AUTOBIOGRAFÍA


Muchos son los momentos a los que le conferimos el honor de ser primigenios, casi siempre porque en nuestro inconciente poseemos la certeza de que se trata de experiencias irrepetibles. Decimos “la primera vez que fui veloz” o “la primera vez que bucee” para conferirle dramatismo a lo inédito y porque suponemos que no se repetirán los soplos (al menos con la frecuencia que desearíamos) de aquello a lo que le hemos conferido el aura del azar, del arrojo o de la iniciación. Es extraño, pero primera vez semánticamente pareciera preveer una sucesión y en cambio lo vemos usualmente como un cisma. Posiblemente, es detrás de este hecho (alojado en nuestro traicionero subconsciente) que radica la fascinación inexplicable y atractiva que tenemos hacia el acto hedónico de comer.

El poder evocador que posee la cocina con su carga tremenda de sabores y sobre todo olores, le confiere al trance mismo de comer la posibilidad envidiable de muchas primeras veces, replicando hasta el infinito el placer de lo estrenado. Existe obviamente el instante exploratorio representado en el momento en que probamos por primera vez algún alimento. Independientemente, de la valía cuantitativa que podamos conferirle en nuestra escala de valores, se tratará indudablemente de un momento para recordar. Pero luego de la obviedad comienzan a florecer las sutilezas.

Muchas veces probar un alimento posee el poder maravilloso de volvernos adultos. Se trata del momento inmenso del primer café, del primer sorbo de cerveza ofrecido con naturalidad o de la primera vez que los camarones con salsa de parchita y las lonjas de jamón serrano de la mesa adulta ya no resultan inalcanzables.
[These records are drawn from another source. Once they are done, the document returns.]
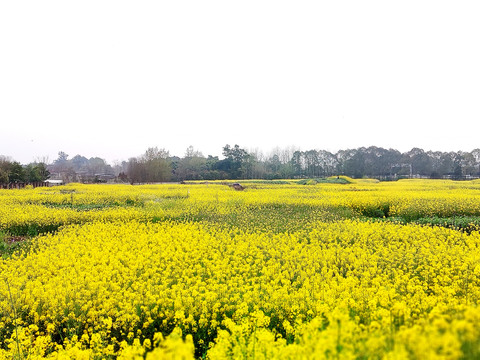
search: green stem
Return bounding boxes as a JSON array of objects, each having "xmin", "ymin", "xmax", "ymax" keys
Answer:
[{"xmin": 5, "ymin": 278, "xmax": 22, "ymax": 360}]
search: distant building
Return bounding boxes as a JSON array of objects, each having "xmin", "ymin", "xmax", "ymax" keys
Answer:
[{"xmin": 45, "ymin": 179, "xmax": 63, "ymax": 186}]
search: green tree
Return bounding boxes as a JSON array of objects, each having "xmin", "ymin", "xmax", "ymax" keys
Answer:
[
  {"xmin": 221, "ymin": 144, "xmax": 249, "ymax": 179},
  {"xmin": 24, "ymin": 164, "xmax": 41, "ymax": 182},
  {"xmin": 24, "ymin": 162, "xmax": 50, "ymax": 182},
  {"xmin": 0, "ymin": 168, "xmax": 8, "ymax": 184},
  {"xmin": 317, "ymin": 150, "xmax": 338, "ymax": 177},
  {"xmin": 406, "ymin": 148, "xmax": 432, "ymax": 177},
  {"xmin": 0, "ymin": 156, "xmax": 11, "ymax": 183},
  {"xmin": 290, "ymin": 151, "xmax": 304, "ymax": 176},
  {"xmin": 8, "ymin": 162, "xmax": 25, "ymax": 183},
  {"xmin": 35, "ymin": 162, "xmax": 50, "ymax": 181}
]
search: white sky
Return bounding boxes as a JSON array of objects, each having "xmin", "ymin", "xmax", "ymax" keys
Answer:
[{"xmin": 1, "ymin": 1, "xmax": 479, "ymax": 164}]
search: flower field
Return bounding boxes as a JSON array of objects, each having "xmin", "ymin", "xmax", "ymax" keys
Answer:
[{"xmin": 1, "ymin": 179, "xmax": 480, "ymax": 359}]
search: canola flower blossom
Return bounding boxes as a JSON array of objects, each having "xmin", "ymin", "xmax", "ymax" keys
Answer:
[{"xmin": 1, "ymin": 179, "xmax": 480, "ymax": 359}]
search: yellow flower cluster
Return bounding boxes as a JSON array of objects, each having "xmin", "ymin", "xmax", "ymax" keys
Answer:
[
  {"xmin": 1, "ymin": 219, "xmax": 480, "ymax": 358},
  {"xmin": 2, "ymin": 180, "xmax": 480, "ymax": 235},
  {"xmin": 1, "ymin": 179, "xmax": 480, "ymax": 359}
]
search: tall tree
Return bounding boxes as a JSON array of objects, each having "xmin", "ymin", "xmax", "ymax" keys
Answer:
[
  {"xmin": 126, "ymin": 147, "xmax": 172, "ymax": 183},
  {"xmin": 142, "ymin": 147, "xmax": 171, "ymax": 183},
  {"xmin": 472, "ymin": 149, "xmax": 480, "ymax": 176},
  {"xmin": 175, "ymin": 146, "xmax": 207, "ymax": 180},
  {"xmin": 221, "ymin": 144, "xmax": 249, "ymax": 179},
  {"xmin": 8, "ymin": 162, "xmax": 25, "ymax": 183},
  {"xmin": 290, "ymin": 151, "xmax": 304, "ymax": 177},
  {"xmin": 317, "ymin": 150, "xmax": 338, "ymax": 177},
  {"xmin": 406, "ymin": 148, "xmax": 432, "ymax": 177}
]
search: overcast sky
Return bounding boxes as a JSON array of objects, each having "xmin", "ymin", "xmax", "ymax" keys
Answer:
[{"xmin": 1, "ymin": 1, "xmax": 479, "ymax": 164}]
Muchas veces la primera vez ha sido esperada, pensada, saboreada con la anticipación de un amante platónico. Se trata de platos que hemos recreado mil veces en actos de sinestesia que nos permiten saborear los colores y las palabras que otros le confieren a nuestro objeto del deseo y un día nos topamos con la carnosidad de una langosta y estupefactos decimos: ¡yo sabía que era dulce!

Pero la expectativa también es hermana de la frustración, especialmente cuando nos toca comer para integrarnos o como rito de iniciación en las escalas sociales ¡Siempre habrá una primera vez para comer trufa, caviar, champaña, sushi! Decepción tras decepción. Trufa que no nos sabe a nada, caviar salado, champaña que huele a fermento, sushi que produce arcadas; hasta que entendemos los placeres que surgen desde el entrenamiento. Nacen la trufa que huele a gloria, el caviar que explota minúsculo entre los incisivos, la champaña que embriaga con su burbujeo pétillant o la perfecta simplicidad del sushi.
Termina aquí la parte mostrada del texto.